News

Why Monitor our Streams? Because Knowledge Is Power!

By Ron Klauda and Bob Boxwell

(August 2024)

The Cove Point Natural Heritage Trust owns the Hellen Creek Forest & Wildlife Preserve located on both sides of the upper tidal section of the Hellen Creek watershed that includes upstream past the head-of-tide. These upper reaches of Hellen Creek, above the Mill Bridge Road crossing, includes an open area were the stream winds back into the forest. Wood ducks and beavers are part of the wildlife here, and the setting along this expansive watershed area is idyllic.

But how healthy are our streams leading into the creek? Why does it run coffee brown after a downpour? Are invasive aquatic species a problem? Have Northern Snakeheads and Blue Catfish found our creek? What about the invasive phragmites? There were non-native Mute Swans here as recently as 2020. Are they gone for good?

In only makes sense that the Trust should want to know more about the watershed it occupies and wants to protect. A new Five-Year Strategic Plan references this concept and a new, energized Board of Trustees is providing the impetus to support quarterly water testing to document and track changes in the ecological health of the streams that drain into the creek. We must monitor regularly and consistently over the long run to know if our streams are getting better or worse or staying about the same. If the Trust doesn’t monitor (plus lab test, survey, study, and observe), there is but one conclusion to be drawn: “We don’t really know what’s going on.”

The best the Trust can and will do is establish a current baseline, keep monitoring, and document future changes. Monitoring should never be a “Do it once and walk away” effort. Additional years of water monitoring will build a data base that will eventually, within 10 years or so, transform into a time series. Achieving that important but challenging goal is necessary to give us the knowledge needed to determine if our streams are improving or degrading or unchanged, compared to the 2024-2025 baseline.

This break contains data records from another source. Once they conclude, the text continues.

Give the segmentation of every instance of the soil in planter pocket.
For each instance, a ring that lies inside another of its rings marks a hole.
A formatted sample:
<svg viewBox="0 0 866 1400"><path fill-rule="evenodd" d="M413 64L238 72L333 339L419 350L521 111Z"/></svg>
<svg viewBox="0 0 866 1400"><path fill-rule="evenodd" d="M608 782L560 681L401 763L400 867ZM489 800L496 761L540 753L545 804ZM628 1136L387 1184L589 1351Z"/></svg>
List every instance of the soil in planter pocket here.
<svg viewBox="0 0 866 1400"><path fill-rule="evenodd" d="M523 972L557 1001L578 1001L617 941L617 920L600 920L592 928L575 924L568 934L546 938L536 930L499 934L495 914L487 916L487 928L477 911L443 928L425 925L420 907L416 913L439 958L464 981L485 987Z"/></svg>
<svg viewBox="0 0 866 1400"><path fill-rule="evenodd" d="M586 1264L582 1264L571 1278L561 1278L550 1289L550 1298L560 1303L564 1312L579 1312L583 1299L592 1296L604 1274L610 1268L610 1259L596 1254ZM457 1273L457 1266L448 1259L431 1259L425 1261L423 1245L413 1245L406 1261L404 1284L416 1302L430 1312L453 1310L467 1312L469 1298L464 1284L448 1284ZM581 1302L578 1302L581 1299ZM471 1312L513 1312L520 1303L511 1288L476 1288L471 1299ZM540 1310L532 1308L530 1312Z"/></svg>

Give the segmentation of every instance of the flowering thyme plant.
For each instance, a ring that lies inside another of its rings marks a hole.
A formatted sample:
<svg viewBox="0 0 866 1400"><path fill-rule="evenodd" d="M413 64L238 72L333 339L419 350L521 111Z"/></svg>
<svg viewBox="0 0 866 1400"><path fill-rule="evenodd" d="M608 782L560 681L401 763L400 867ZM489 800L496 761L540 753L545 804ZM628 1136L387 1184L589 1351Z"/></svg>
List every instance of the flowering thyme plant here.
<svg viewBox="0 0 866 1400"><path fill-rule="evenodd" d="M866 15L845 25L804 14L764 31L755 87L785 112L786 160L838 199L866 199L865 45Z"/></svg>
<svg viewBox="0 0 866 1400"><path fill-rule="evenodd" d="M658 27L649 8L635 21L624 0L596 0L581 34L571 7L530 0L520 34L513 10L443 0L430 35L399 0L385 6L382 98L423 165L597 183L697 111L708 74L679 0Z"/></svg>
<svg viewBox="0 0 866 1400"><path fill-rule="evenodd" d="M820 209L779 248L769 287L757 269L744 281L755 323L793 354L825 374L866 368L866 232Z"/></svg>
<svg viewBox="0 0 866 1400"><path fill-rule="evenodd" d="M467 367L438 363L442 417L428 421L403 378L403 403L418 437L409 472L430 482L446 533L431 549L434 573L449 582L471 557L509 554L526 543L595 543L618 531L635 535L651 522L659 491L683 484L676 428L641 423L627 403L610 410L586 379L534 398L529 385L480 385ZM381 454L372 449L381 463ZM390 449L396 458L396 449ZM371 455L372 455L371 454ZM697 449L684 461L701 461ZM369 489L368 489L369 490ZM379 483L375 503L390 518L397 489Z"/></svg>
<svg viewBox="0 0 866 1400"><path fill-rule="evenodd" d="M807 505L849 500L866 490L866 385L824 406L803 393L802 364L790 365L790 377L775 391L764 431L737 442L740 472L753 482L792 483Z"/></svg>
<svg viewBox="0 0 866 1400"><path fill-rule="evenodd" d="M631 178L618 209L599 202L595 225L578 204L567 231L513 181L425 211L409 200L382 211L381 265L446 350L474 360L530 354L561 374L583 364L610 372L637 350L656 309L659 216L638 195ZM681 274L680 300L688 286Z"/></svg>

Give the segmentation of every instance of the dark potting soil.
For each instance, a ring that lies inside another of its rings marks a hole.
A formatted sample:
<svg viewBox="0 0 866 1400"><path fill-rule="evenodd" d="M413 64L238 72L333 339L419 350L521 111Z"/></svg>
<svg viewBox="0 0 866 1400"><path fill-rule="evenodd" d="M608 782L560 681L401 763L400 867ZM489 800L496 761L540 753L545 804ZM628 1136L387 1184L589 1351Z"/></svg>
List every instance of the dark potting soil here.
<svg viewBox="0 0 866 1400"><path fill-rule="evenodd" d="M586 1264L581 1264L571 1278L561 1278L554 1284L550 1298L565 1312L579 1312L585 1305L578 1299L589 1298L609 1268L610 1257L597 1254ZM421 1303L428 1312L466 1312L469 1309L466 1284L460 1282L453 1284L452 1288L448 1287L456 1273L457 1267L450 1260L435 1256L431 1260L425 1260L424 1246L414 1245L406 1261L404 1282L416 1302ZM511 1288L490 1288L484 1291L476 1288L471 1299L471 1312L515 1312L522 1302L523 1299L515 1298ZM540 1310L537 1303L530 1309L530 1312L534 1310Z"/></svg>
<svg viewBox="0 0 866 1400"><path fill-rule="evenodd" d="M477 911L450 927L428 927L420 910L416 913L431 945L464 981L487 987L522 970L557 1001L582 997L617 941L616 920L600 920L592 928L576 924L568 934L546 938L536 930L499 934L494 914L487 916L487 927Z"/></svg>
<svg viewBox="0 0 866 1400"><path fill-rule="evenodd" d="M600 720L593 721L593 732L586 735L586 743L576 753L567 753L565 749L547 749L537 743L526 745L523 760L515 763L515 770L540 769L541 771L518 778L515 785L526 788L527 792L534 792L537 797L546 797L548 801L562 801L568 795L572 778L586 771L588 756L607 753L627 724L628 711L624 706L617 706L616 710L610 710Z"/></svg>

Beyond the basic water chemistry monitoring the Trust waded into this year, we are also considering the addition of a biological component to our monitoring program. Collecting and identifying benthic macroinvertebrates and fish offer an opportunity to ask the critters that live in our streams if their ‘homes’ are healthy or not. We’d also like to know if there are any rare, threatened, endangered, and invasive aquatic animals living in Preserve streams. As the title of this article says, “Knowledge is power”, and the more knowledge we have, the better.

If you would like to receive more information on our specific testing parameters and monitoring results, please write to:

bfall@cpnht.org


A Hard Rain’s A-Gonna Fall

by Ron Klauda

(26 March 2024)

This song by Bob Dylan is an apt description of what the Hellen Creek watershed experienced on March 23 rd . Mike Gardner, President of the Cove Point Nature Heritage Trust, recorded 4.33 inches of rainfall over about 9-1/2 hours at his Tempest One weather station at Preston Point, Lusby MD. Gravity took control of this downpour that fell onto steep slopes of already saturated and highly erodible Calvert County soils. Then, upper Hellen Creek turned into a raging, chocolate brown torrent (see videos).

Non-tidal streams are dynamic systems, so seasonal and storm-associated changes in flow are to be expected. Naturally, along with elevated flows come increases in the downstream transport of sediments---soil erosion from upslope areas plus stream bank and bed erosion.

Human activities can exacerbate natural variations in stream flow and sediment transport. Stormwater runoff and soil erosion from upstream construction sites, urban areas, and places in the landscape where vegetation has been removed can have severe negative impacts on stream biota. High flows can destroy aquatic vegetation, degrade physical habitat, and expose benthic macroinvertebrates and fish to an influx of toxic contaminants washed off the human-altered landscape.

The Friends of Hellen Creek don’t know the severity of the ecological impacts of the caused by the March 23 rd “flood”. For sure, the videos clearly show that a lot of sediment was transported downstream to the tidal creek and on into the Patuxent River….not good news for the Chesapeake Bay’s sediment and nutrient diet. On a more positive note, the beaver ponds on upper Hellen Creek, just downstream from the Old Mill Rd. culvert where the videos were shot, likely intercepted some of the eroded sediments.

Climate scientists tell us that annual rainfall is increasing in Maryland, and more of our rain is now falling as downpours (like the March 23 rd storm), which is increasing the frequency of inland flooding events (like the videos in upper Hellen Creek show). This situation is only expected to worsen by 2050 and beyond. Better stormwater management is one important adaptive strategy that we must embrace to protect the Hellen Creek watershed, the Patuxent River, and the Chesapeake Bay.